136 öğretim üyesi üç aday seçiyor. Adaylardan biri 51, ikincisi 49, üçüncüsü 32 oy alıyor.
YÖK'ün Cumhurbaşkanına altı aday sunması gerekiyor. YÖK üç kişiyi de dolgu aday olarak listeye yazıyor.
Bu arada üçüncü adayı tasfiye ediyor. Onun yerine bir oy alan bir kişiyi koyuyor.
Üçüncü aday, Galatasaray Üniversitesi Hukuk Fakültesi Dekanı Prof. Dr. Köksal Bayraktar. Bayraktar'ın biçilme gerekçesi yaş haddi. Bayraktar 1941 doğumlu ve 66 yaşında. Emeklilik yaşı ise 67. Yani emekliliğe bir yılı var ama, tasfiyeye uğruyor.
Peki acaba YÖK Başkanı Erdoğan Teziç kaç yaşında? O ise, 1936 doğumlu, buna göre Köksal Bayraktar'dan 5 yaş büyük. Ama YÖK Başkanı. Yaş haddi ona işlemiyor.
Böyle bir durum.
Olaya neresinden baksanız garipliklerle dolu.
Öğretim üyelerinin seçimi ile oluşan bir listeyi, YÖK'ün yeniden tanzimi sakat. Neye göre bu yeni sıralamayı yapacaksınız? 32 oy alanı neye göre tasfiye edecek veya alt sıraya atacaksınız da yerine 1 oy alanı hangi mantıkla koyacaksınız? Tasfiye edilen insan, bilim adamı, kendisinin hangi gerekçe ile tasfiye edildiğini düşünecek? "Sakıncalı" bir adam görüntüsünden kendisini nasıl kurtaracak?
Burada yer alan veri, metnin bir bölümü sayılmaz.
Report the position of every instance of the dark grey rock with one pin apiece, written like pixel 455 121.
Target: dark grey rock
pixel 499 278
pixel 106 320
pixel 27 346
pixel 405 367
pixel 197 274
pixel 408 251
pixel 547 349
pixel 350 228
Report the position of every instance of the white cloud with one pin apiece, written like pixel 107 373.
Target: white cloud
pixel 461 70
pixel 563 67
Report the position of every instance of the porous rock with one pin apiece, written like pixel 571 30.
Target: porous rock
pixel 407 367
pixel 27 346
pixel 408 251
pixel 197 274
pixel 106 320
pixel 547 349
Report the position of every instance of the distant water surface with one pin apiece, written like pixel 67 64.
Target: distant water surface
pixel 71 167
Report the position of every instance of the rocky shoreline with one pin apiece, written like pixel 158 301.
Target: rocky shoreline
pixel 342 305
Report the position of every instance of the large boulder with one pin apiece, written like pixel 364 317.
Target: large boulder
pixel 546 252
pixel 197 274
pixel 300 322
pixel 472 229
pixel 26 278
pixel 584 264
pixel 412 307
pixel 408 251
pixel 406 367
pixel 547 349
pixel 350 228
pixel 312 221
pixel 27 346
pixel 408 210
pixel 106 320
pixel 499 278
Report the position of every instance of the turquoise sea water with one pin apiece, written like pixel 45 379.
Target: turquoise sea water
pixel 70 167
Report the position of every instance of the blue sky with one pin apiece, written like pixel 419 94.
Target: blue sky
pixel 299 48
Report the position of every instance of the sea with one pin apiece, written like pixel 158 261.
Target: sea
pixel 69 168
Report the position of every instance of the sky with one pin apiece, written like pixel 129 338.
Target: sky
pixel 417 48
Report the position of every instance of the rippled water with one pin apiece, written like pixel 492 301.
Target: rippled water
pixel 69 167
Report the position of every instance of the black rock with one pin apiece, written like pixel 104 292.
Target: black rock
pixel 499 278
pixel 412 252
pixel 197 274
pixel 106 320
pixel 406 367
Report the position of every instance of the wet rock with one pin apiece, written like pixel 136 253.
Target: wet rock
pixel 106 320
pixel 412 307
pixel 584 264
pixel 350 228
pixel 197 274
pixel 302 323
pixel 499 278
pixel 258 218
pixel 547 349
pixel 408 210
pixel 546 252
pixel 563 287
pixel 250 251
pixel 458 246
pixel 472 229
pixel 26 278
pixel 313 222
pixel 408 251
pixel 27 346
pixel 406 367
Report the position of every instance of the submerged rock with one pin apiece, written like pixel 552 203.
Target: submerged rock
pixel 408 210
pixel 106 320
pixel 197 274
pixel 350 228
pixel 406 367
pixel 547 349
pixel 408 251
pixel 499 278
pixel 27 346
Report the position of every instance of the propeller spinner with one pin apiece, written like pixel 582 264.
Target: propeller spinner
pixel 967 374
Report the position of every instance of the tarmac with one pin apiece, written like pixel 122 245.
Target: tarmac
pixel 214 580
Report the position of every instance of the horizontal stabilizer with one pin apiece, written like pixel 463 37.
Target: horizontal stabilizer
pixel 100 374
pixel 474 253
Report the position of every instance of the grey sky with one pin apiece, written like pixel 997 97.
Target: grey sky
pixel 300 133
Bu arada YÖK, bir de, rektör adayları ile mülakat yapıyor.
Bu mülakat işi hepten acayip. Bir tür nabız yoklaması. İdeolojik röntgen. Ondan sonra gelen tasfiyeler, daha bir anlam yüklü oluyor.
YÖK'ün sıralaması, bir de Çankaya'da elden geçiyor. Orada da geçmişte çok tartışmalı kararlar verildi. En altta gelenler en üste çıkarılabildi.
Peki, Çankaya neden alt üst eder gelen listeyi?
Tercih sebebi nedir?
Şöyle bilgiler geldi o zamanlar: Cumhurbaşkanı kapıcılardan bile sordurttu, bu adam nasıl diye? Eşi nasıl, çocukları nasıl, hangi okula, hangi kursa giderler? İhbarlar, jurnaller var mı hakkında? Olağanüstü dönem dosyaları var mı?
Bir kere YÖK'e listeleri alt üst etme yetkisini vermişseniz, YÖK, adayları mülakatlarla sorgulayabiliyorsa, asıl tercih makamı olan Cumhurbaşkanı da başka soruşturmaları yürütecektir. Türkiye'de düzen böyle işlemektedir.
Peki şimdi ne olacak?
Çankaya'da Sezer değil, Gül var.
Gül de bu sistemi işletsin mi?
Tepkiler hazır. Dünkü adaletsizliği alkışlayanlar, şimdilerde pusuya yatmış adalet savunuculuğuna soyunmaya hazırlanıyorlar.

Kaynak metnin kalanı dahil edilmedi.